In origine sparse in diversi punti della Capitale, le cosiddette statue parlanti sono forse una delle migliori espressioni di quell’anima tutta romana, portata per la satira e per un atteggiamento irriverente nei confronti del potere e delle sue più vuote ostentazioni. La loro tradizione nasce in epoca pontificia, quando il popolo cominciò ad appendere cartelli con scritte satiriche al collo di queste sculture.
Se oggi il celebre Pasquino è l’unica superstite, un tempo l’elenco era più lungo e comprendeva statue che hanno spesso dato il nome alle vie in cui si trovavano (è il caso appunto di Piazza di Pasquino o di Via del Babuino). Tra tutte ricordiamo: Marforio nel cortile del Museo Capitolino, Madama Lucrezia a Piazza di S. Marco, l’Abate Luigi a Piazza Vidoni, il Facchino in via Lata, il Babuino a Via del Babuino.
Il “nostro” Pasquino è una statua del periodo ellenista (la datazione è riconducibile al III secolo a.C.): ciò che ne rimane è in realtà un doppio frammento di due corpi, di cui uno probabilmente raffigurante un guerriero greco, ma si ipotizza anche che si tratti di Menelao che sorregge il corpo morente di Patroclo. Pare che in origine la statua, rinvenuta nel 1501 in seguito a degli scavi, ornasse lo Stadio di Domiziano, ossia l’attuale Piazza Navona. A seguito del ritrovamento fu spostata nella posizione attuale, in quella che al tempo era Piazza di Parione (che è anche il nome di quel rione) e che oggi è invece, appunto, Piazza di Pasquino.
Il nome stesso della statua è tanto misterioso quanto le sue origini e ciò che rappresenta. Diverse sono le ipotesi al riguardo: la più accreditata rintraccia Pasquino in un noto artigiano del rione Parione (un barbiere o un sarto o un calzolaio), famoso per la sua vena satirica. Secondo altri si tratterebbe di un ristoratore che esponeva i suoi versi proprio in quella piazzetta, mentre altre versioni parlano di docenti di grammatica latina o di protagonisti del Decamerone di Boccaccio. Ma a noi piace pensare che una statua così popolare, che ha dato voce così sapientemente al popolo romano, abbia preso nome da uno dei suoi rappresentanti più umili, un bottegaio, un artigiano o un ristoratore col vizio per la poesia e con l’animo pieno di satira irriverente.
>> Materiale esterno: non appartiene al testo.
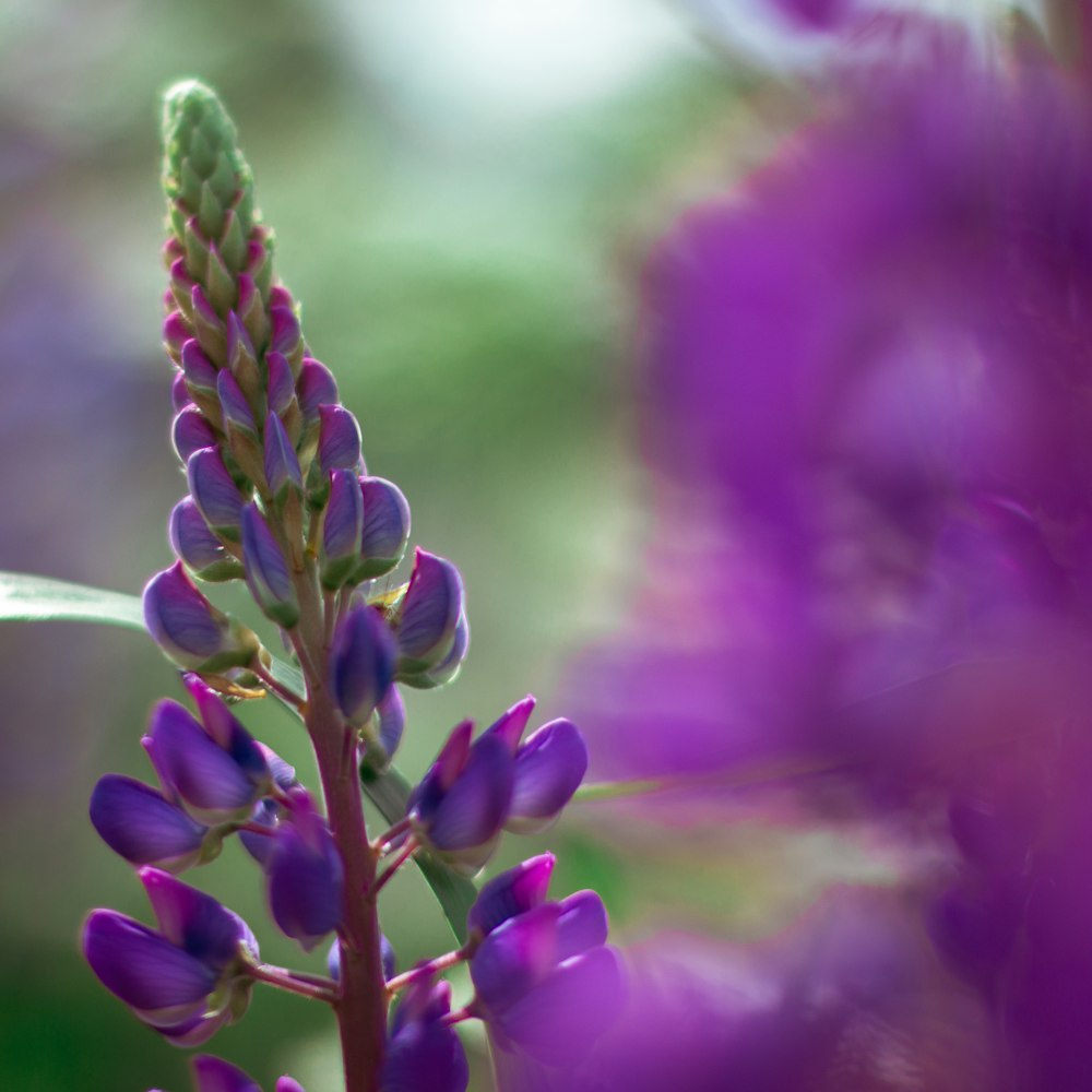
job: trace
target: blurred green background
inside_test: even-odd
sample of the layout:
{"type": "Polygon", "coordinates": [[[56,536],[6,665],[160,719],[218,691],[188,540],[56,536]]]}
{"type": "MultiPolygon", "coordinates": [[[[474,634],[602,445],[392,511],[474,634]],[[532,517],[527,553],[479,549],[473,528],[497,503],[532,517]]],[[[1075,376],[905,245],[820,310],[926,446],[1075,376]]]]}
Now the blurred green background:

Le pasquinate, ossia i cartelli e manifesti satirici che venivano appesi nottetempo al collo delle statue parlanti, cominciano a comparire in epoca papale, in veste di invettive, lazzi e versi nei confronti dei rappresentanti del potere temporale del papato. Sovente erano i papi stessi ad essere bersaglio delle aspre satire romanesche, tanto che più d’un pontefice tentò di rimuovere il Pasquino, salvo essere “dissuaso” dai consigli di chi conosceva bene il popolo romano e le sue possibili, incontrollabili reazioni di fronte ad una tale censura. Se in un primo momento però furono persino posti i gendarmi a sorvegliare nottetempo le statue parlanti (non scoraggiando tuttavia le affissioni), in seguito lo stesso potere temporale intuì le potenzialità di questa usanza, tanto che le statue furono spesso utilizzate anche come spazio affissioni per le “campagne elettorali” per l’elezione dei nuovi papi o comunque come spazi utilizzabili a fini propagandistici contro gli avversari.
Sin dall’origine legata quindi al potere pontificio, la storia delle pasquinate si interruppe momentaneamente proprio a seguito dell’annessione di Roma al nuovo Regno d’Italia. Ma fu un’assenza a cui i tempi moderni hanno saputo finalmente porre rimedio, rinverdendo i fasti del Pasquino con nuove quotidiane pasquinate, legate alla politica, all’attualità, all’ostentazione del potere, ai vizi dei potenti, con un respiro a volte internazionale, a volte locale, rivolto ai problemi della Capitale. In ogni caso il periodo di “buio” che seguì alla breccia di Porta Pia non fu mai totale e sporadiche pasquinate ruppero saltuariamente un silenzio che i decenni a venire avrebbero definitivamente eliminato, riportando in auge una delle tradizioni che meglio racconta cosa sia l’invettiva romanesca.